The editor of Downcodes learned that Zhipu AI has open sourced its latest Vincentian graph model CogView3 and its upgraded version CogView-3Plus-3B, making waves in the field of Vincentian graphs. As the first model to use relay diffusion, CogView3 has made breakthroughs in image quality and efficiency with its unique cascade diffusion method. Its generation quality exceeds SDXL, but its inference speed is faster, even in the streamlined version. Comparable performance. This undoubtedly provides new possibilities for high-quality and efficient image generation.
Recently, Zhipu AI has open sourced its latest masterpiece - CogView3 and its upgraded version CogView-3Plus-3B to the public, injecting new vitality into the field of Vincentian graphics.
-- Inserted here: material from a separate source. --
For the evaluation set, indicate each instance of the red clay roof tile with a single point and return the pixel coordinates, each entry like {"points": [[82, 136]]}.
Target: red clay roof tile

The debut of CogView3 is undoubtedly an important milestone. As the first model to implement relay diffusion in the field of text-to-image generation, it adopts a unique cascade diffusion method. This innovative approach first generates low-resolution images, and then completes the final output through relay-based super-resolution technology. This not only greatly improves the quality of generated images, but also significantly reduces the cost of training and inference.

The most eye-catching thing is the performance of CogView3. According to human evaluation results, CogView3 surpasses the current state-of-the-art open source text-to-image model SDXL in terms of generation quality, with a winning rate of 77.0%. Even more impressive is that it achieves this feat in only about half the inference time of SDXL. If you use the streamlined version of CogView3, you can still maintain a comparable performance level while taking up only one-tenth of the inference time of SDXL. This breakthrough undoubtedly opens up new possibilities for efficient, high-quality image generation.
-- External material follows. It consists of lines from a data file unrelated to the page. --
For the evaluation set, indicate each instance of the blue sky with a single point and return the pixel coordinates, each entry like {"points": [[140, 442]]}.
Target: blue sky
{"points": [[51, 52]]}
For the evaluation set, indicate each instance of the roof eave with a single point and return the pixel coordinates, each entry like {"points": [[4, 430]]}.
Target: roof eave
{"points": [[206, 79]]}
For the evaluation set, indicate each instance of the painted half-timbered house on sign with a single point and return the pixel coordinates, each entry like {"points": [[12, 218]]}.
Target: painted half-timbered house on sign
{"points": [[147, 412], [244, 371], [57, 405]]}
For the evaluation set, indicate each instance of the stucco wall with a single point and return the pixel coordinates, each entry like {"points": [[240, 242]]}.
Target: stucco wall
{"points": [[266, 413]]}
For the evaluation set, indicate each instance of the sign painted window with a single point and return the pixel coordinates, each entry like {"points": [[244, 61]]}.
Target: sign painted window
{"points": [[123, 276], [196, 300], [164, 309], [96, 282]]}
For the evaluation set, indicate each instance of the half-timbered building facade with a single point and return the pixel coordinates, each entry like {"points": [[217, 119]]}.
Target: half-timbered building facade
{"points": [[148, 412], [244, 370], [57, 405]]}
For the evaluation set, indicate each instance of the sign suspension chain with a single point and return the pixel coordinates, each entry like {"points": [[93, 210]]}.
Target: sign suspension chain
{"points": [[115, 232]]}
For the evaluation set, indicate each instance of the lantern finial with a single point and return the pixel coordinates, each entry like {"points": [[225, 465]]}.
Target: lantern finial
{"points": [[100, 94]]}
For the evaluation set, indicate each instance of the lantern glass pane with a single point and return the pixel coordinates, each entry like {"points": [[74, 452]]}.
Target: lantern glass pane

At the same time, Zhipu AI also launched CogView-3Plus-3B, an image model based on the DiT (Diffusion Transformers) framework. Although its specific test results have not yet been announced, the industry is full of expectations for its potential. CogView-3Plus-3B is further optimized on the basis of CogView3 and introduces advanced technologies such as Zero-SNR diffusion noise scheduling and joint text-image attention mechanism. These improvements not only reduce training and inference costs, but also maintain strong image generation capabilities.
It is worth mentioning that CogView-3Plus-3B supports a wide range of image resolutions, ranging from 512x512 to 2048x2048, which greatly increases the flexibility of its application scenarios. Whether it's daily use or professional creation, you'll find the right resolution option.
To help users make better use of these models, Zhipu AI also provides practical suggestions and tools. They recommend users to optimize prompt words through large language models (LLM), which can significantly improve the quality of generated images. At the same time, Zhipu AI also provides sample scripts, which greatly reduces the user's threshold for use.
Project address: https://github.com/THUDM/CogView3
The open source of CogView3 and CogView-3Plus-3B marks another big step forward for Wenshengtu technology. The editor of Downcodes looks forward to its bringing more surprises in future applications! I hope developers can actively try and contribute to its development.